The stockpile part of the broadcast ends with Peke – another groovy blues with Wild Bill Davis in a prominent role together with Ellington. Harold Ashby, Malcolm Taylor and Cootie Williams also solo. Peke was later issued by Storyville on the Togo Brava Suite CD.
Next comes four selections from Coventry Cathedral – Come Easter, Tell Me It’s The Truth, West Indian Pancake and La Plus Belles Africaine. For those, who have not yet bought Storyville’s complete version of the concert, have now the opportunity to hear half of it.
The broadcast ends with Ellington soloing on the piano in Japan in 1964. Bjarne Busk’s appeal to the listerners to help him to identify what Ellington is playing. It turned out to be an early version of something that later developed into Ad Lib on Nippon. In the Ellington discographies it is listed as Nagoya.
DR Ellington broadcasts (25)
The third ”goodie” in June is program 25 in the Duke Ellington series broadcasted by the Danish Radio in the mid-1980s to the mid-1990s. The broadcast is available in the “Goodies” section of the website.
The program was broadcasted on July 12, 1985 and the announcer is Bjarne Busk.
Ellington’s My People is the focus of the broadcast. Busk gives the listerners 11 selections from the musical recorded either on August 20, 1963 or August 21 and August 27 plus a short interview with Mercer Ellington about “My People”.
The program starts with a “Piano Blues Ouverture”. It is the non-vocal version of “Jail Blues” which is not included in the program.
Next comes “Blues at Sundown”, a long-term feature for Jimmy Grissom.

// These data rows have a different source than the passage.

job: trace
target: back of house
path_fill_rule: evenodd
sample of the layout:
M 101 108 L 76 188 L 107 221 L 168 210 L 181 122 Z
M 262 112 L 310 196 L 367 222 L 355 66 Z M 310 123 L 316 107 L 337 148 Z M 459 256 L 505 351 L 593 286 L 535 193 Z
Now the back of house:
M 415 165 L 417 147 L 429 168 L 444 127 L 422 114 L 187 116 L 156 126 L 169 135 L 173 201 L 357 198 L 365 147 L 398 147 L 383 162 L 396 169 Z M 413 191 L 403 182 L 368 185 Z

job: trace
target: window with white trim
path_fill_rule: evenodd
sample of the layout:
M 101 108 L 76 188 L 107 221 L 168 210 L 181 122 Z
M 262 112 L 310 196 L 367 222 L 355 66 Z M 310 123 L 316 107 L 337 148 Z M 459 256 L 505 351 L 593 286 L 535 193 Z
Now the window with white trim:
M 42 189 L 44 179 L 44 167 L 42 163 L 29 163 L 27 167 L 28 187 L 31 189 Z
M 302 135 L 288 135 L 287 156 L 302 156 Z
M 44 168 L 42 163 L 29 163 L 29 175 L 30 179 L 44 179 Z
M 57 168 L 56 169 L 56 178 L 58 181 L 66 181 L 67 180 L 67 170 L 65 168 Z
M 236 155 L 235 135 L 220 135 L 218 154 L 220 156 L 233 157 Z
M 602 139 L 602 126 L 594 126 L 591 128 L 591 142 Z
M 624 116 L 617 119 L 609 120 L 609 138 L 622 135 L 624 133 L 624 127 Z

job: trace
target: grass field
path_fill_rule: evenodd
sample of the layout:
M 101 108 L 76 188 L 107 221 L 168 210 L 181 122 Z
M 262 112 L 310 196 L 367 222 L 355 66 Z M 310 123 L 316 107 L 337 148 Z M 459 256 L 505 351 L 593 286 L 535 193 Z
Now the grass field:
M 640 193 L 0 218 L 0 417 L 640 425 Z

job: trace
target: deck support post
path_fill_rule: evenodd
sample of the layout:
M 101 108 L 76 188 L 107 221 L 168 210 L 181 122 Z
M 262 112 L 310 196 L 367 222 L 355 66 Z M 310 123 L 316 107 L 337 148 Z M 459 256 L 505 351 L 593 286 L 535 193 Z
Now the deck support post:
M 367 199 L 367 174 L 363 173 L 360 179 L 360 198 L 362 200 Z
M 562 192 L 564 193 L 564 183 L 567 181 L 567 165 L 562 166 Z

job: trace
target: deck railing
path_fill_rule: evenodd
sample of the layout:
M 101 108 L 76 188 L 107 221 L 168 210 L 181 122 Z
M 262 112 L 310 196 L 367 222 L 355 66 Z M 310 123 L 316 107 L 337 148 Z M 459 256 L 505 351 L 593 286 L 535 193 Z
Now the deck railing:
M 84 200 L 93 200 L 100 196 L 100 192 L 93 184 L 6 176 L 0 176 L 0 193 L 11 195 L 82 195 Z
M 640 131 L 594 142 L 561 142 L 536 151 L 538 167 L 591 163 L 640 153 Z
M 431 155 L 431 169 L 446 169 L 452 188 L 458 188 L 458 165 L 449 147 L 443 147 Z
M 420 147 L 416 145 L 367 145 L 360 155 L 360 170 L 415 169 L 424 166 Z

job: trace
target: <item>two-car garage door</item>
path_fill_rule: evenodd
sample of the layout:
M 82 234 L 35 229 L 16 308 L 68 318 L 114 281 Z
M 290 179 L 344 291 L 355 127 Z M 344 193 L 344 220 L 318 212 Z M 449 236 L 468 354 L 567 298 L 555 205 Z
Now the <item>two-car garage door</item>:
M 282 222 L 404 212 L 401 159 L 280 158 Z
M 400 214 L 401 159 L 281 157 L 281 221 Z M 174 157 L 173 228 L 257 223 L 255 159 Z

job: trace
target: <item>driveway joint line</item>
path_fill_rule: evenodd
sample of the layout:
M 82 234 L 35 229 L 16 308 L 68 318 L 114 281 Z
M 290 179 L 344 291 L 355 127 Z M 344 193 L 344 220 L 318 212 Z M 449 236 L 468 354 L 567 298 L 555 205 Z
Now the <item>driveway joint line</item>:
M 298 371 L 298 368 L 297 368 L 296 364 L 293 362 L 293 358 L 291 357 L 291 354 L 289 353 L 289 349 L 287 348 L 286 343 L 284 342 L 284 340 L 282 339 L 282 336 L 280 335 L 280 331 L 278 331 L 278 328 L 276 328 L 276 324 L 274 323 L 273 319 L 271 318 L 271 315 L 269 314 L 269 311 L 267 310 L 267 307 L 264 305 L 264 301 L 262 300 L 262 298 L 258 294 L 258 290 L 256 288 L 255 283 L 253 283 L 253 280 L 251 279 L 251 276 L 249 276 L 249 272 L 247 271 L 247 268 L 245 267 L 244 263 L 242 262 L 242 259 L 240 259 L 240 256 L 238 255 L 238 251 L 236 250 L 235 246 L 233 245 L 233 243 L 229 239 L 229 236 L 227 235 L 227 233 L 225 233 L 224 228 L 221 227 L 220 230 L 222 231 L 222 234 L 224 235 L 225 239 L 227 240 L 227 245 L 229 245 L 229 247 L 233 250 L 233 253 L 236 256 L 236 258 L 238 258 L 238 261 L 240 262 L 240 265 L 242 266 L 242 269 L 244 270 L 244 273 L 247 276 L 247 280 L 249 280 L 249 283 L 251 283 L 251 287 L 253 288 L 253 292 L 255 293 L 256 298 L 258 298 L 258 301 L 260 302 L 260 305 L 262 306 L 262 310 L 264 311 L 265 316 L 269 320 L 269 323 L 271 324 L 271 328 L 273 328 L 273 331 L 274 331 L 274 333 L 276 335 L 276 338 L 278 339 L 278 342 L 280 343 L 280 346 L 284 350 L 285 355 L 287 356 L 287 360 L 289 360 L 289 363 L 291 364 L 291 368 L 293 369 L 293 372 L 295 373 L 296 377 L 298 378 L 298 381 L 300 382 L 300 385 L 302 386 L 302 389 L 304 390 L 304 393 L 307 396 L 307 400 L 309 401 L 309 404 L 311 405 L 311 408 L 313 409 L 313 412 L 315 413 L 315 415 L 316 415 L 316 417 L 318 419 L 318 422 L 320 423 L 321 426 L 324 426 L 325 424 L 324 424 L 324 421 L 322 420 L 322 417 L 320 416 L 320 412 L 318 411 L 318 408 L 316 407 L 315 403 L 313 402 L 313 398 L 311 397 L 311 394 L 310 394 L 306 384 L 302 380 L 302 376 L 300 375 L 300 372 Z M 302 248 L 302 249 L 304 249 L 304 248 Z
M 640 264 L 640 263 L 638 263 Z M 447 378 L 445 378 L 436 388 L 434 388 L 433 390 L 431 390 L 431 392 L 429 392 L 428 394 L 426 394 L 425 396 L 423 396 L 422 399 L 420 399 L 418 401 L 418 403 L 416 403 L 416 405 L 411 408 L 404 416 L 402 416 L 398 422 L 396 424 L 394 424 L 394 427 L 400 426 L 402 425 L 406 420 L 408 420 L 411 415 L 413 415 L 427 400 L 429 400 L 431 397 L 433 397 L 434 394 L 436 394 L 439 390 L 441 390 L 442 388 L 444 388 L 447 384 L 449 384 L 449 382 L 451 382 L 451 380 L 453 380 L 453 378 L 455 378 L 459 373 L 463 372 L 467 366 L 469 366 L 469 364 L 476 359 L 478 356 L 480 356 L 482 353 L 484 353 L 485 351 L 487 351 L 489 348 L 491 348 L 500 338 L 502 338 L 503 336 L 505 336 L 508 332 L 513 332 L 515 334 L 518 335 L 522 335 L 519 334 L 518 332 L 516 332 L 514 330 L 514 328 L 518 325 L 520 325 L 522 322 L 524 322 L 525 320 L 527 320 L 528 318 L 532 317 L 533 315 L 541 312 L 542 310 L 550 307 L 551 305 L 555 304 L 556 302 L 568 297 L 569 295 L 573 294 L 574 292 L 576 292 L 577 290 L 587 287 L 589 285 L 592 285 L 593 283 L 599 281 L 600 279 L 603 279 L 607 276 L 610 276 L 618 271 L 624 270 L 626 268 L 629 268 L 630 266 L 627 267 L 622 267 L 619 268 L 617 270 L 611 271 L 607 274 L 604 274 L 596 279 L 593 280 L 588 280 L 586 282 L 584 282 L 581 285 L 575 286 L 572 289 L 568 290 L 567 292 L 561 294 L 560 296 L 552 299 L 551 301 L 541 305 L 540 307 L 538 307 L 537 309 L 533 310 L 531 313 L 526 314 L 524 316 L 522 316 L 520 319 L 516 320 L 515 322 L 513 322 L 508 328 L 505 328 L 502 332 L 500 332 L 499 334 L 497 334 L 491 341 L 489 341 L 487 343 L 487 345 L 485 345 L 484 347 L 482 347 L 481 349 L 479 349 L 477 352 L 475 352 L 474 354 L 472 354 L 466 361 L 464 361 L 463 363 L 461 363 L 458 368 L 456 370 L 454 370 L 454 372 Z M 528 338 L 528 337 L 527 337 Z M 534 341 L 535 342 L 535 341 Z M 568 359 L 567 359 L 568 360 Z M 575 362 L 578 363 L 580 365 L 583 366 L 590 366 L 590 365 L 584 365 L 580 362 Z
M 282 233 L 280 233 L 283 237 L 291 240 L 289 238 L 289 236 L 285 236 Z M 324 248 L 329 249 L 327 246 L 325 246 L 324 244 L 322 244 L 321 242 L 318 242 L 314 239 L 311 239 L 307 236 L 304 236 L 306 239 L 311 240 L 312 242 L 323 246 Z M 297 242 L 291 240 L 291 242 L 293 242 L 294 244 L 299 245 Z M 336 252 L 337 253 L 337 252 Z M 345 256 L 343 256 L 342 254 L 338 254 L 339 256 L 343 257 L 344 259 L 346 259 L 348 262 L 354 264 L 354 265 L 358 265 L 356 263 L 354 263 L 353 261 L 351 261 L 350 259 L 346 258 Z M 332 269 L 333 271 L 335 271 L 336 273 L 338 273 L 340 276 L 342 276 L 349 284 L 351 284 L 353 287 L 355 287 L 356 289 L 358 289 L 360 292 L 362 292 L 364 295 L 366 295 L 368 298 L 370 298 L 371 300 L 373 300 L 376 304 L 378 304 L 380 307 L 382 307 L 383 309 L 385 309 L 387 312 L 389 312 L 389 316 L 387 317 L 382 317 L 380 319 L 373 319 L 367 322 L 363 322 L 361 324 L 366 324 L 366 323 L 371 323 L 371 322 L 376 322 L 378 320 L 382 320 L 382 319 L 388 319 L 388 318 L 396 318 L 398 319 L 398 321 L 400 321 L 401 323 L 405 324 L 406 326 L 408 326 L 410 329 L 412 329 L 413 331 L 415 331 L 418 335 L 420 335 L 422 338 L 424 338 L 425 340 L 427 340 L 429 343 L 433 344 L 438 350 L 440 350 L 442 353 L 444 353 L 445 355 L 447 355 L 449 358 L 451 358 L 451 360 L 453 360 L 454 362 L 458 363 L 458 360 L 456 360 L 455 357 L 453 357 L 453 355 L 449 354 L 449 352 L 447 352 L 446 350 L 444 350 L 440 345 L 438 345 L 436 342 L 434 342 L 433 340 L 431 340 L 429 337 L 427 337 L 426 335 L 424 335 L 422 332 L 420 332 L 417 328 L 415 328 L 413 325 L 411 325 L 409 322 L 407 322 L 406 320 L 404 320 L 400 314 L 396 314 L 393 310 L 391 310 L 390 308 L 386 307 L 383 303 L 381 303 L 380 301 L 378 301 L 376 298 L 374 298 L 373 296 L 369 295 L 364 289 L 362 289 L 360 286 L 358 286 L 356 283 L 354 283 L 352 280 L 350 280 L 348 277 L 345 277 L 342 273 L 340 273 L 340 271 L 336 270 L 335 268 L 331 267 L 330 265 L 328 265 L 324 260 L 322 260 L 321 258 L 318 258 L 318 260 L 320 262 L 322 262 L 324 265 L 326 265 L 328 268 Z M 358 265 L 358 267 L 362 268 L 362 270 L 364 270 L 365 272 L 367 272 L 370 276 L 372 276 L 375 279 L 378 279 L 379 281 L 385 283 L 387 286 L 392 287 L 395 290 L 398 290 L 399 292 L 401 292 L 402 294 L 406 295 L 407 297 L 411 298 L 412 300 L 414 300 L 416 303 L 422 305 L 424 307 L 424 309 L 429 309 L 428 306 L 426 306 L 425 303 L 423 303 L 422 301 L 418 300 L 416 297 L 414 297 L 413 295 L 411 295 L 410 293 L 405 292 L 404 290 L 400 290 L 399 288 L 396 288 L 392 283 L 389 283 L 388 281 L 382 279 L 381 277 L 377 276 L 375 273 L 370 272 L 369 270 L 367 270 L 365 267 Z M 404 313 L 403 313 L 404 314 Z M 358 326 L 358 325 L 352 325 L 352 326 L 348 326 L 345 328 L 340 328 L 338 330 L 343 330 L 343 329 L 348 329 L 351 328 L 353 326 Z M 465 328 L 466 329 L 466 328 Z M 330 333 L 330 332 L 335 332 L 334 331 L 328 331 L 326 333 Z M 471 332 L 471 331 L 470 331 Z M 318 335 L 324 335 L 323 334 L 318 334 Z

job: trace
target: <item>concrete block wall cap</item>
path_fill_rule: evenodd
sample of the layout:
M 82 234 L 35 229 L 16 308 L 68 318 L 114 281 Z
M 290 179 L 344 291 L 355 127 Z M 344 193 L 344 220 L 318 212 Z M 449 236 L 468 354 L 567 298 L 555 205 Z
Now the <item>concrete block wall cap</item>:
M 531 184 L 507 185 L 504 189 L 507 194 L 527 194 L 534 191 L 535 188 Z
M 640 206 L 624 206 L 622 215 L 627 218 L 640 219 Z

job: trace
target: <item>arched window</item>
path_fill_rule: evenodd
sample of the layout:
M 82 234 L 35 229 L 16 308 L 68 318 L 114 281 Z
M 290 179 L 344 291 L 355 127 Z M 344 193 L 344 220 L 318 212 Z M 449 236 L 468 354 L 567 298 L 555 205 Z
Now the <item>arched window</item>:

Joya Sherrill sung “My Heritage (aka My Mother, My Father and Love)” in the original performance of the musical. Bjarne Busk let us hear it in the broadcast (including the narration) but also a short retake of the ending of the song.
Then follows an incomplete take (-1) “King” (“aka King Fit The Battle Of Alabam) and the full take-2 of the piece. In the show it was apparently preceeded by a slower version of the same song. The latter is unfortunately not included in the broadcast but available on CD.
The broadcast continues with a rendition of “The Blues Ain’t” sung by Lee Greenwood. In the show this song was performed by Joya Sherrill just before “Blues At Sundown”.
A non-complete version of “Walking And Singin’ The Blues” sung by Lee Greenwood comes next.
Following a short interview with Mercer Ellington, the broadcast ends with “Strange Feeling” from “Perfume Suite”sung by Jimmy Grissom and “After Bird Jungle” with Rudy Powell as clarinet soloist.
From a discographical point of view, it is not easy to decode the broadcast but it seems to be a fair presumption that the dates and takes of the different songs are basically identical to what is included in the Storyville issue of the complete show (Storyville 1018430).
DR Ellington Broadcasts (18)
The fourth “goodie” for September is program 18 in the Duke Ellington series broadcasted by the Danish Radio in the mid-1980s to the mid-1990s.
As usual, it is available in the ”Goodies of the Month” section of the DESS Lobby (DESS-rummet).
The program was broadcasted on March 29, 1985 and the presenter is Erik Wiedeman. It is – like the broadcast on March 22, 1985 – entirely devoted to the music of the ballett “The River”. Together, the two programs includes all the movements of “The River” in different stages of development.
The program starts with the piano version of “The River” from May 25, 1970. It is followed by “The Meander” – also a piano version – from May 11, 1970. It was meant to be played in Program 17 but because of a mix-up “The Lake” was played instead. “The Meander” is the third movement
The orchestral version of “The Lake” (May 25, 1970) comes next. It is the fifth movement of the suite.